BBI (ACT) Chair, Heath McMichael, told guests the task of encouraging young people to take up and persevere with Indonesian language and culture studies is a challenging one, especially in the light of ingrained community indifference about Australia’s nearest Asian neighbour. Heath said that BBI (ACT) was willing to assist teachers, principals, and ACT education authorities promote the learning of Indonesian in order to maintain much-needed ballast in the people-to-people relationship between the two countries. BBI (ACT) is looking at practical and inventive ways to stimulate interest in Indonesian language learning, for instance in workshopping Indonesian curriculum materials with teachers and educators from schools in Canberra and Indonesia, organising teacher field trips to schools in eastern Indonesia and, hosting a YouTube Indonesian language competition.

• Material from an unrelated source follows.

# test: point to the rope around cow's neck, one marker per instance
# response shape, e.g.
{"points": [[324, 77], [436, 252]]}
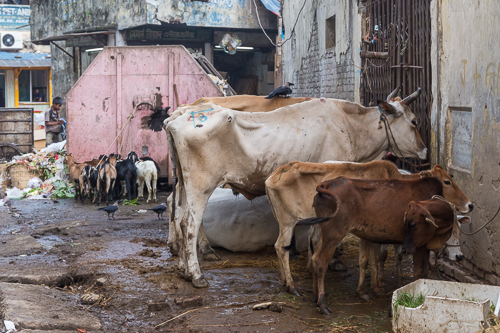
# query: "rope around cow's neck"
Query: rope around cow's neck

BBI (ACT) Chair, Heath McMichael with Indonesian Language Teacher Assistants (ILTAs), 4 November 2016
Teachers of Indonesian language in Canberra schools hosted at dinner by Balai Bahasa Indonesia (ACT) 11.9.15
The outstanding achievements of primary and secondary school teachers of the Indonesian language were honoured at a dinner hosted by the Balai Bahasa Indonesia (‘Indonesian Language Pavilion’) in Canberra on 11 September 2015. Around 40 past and present teachers exchanged classroom experiences teaching Indonesian at the function held at the Indonesian Embassy in Canberra. BBI (ACT) Chair and master of ceremonies for the dinner, Heath McMichael, told guests the challenge of promoting Indonesian language and culture in Australia is one not just for governments but for all community members who wanted to turn around the decline in the numbers of students taking up Asian languages. Addressing the dinner, Indonesian Ambassador to Australia, HE Mr Nadjib Riphat Kesoema, said the teaching of Indonesian in Australian schools added ballast to people-to-people relations between the two countries. BBI (ACT) hopes to recreate the warmth and camaraderie of the occasion at future events celebrating the efforts of teachers in line with its goal to promote Indonesian language and culture in the ACT and beyond.